12. Verfahren nach Anspruch 10 oder 11, dadurch gekennzeichnet, daß der unverlierbar mit dem Datenträger (D) verbundene Bauteileträger (B) einer Bestückungseinheit (4) bereitgestellt wird und daß die bauteilebezogenen Daten in dem Speicher (S) des Datenträgers (D) in Abhängigkeit von der Anzahl der von dem Bauteileträger (B) für die Bestückung entnommenen Bauteile aktualisiert und in den Speicher (S) abgespeichert werden.

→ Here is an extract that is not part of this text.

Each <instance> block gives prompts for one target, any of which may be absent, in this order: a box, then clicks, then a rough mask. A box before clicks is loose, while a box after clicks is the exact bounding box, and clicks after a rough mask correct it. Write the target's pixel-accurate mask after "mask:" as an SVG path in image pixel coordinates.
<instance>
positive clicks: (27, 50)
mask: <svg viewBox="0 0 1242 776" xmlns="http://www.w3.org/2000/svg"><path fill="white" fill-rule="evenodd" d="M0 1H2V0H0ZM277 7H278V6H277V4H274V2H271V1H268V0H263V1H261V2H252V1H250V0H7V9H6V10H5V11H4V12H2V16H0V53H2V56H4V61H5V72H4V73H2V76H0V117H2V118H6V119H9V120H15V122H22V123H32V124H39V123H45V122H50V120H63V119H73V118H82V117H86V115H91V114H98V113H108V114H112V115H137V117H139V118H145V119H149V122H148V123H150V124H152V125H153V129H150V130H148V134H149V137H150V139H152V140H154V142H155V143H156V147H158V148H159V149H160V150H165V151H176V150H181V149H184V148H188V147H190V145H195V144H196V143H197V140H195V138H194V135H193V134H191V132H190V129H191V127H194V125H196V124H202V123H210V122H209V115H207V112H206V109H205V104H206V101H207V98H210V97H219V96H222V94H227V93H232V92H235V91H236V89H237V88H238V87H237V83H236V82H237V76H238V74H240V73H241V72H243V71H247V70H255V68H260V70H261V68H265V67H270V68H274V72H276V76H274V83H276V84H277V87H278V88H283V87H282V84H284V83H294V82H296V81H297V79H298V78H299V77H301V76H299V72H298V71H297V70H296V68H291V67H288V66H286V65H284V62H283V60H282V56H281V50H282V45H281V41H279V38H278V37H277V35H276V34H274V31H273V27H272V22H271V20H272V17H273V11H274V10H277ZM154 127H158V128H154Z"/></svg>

13. Verfahren nach einem der Ansprüche 10 bis 12, dadurch gekennzeichnet, daß der Datenträger (D) solange unverlierbar mit dem Bauteileträger (B) verbunden ist, bis alle auf dem Bauteileträger (B) enthaltenen Bauteile verbraucht sind.
14. Verfahren nach einem der Ansprüche 10 bis 13, dadurch gekennzeichnet, daß die Anzahl der verbrauchten Bauteile von der Bestückungseinheit (4) oder einen der Bestückungseinheit (4) zugeordneten Leitrechner (7) in den Speicher (S) des Datenträgers (D) eingeschrieben wird.
15. Verfahren nach einem der Ansprüche 10 bis 14, dadurch gekennzeichnet, daß die bauteilebezogenen Daten nach erfolgtem Gebrauch in eine Lagerverwaltungseinheit (5) des Lagers (3) eingeschrieben werden.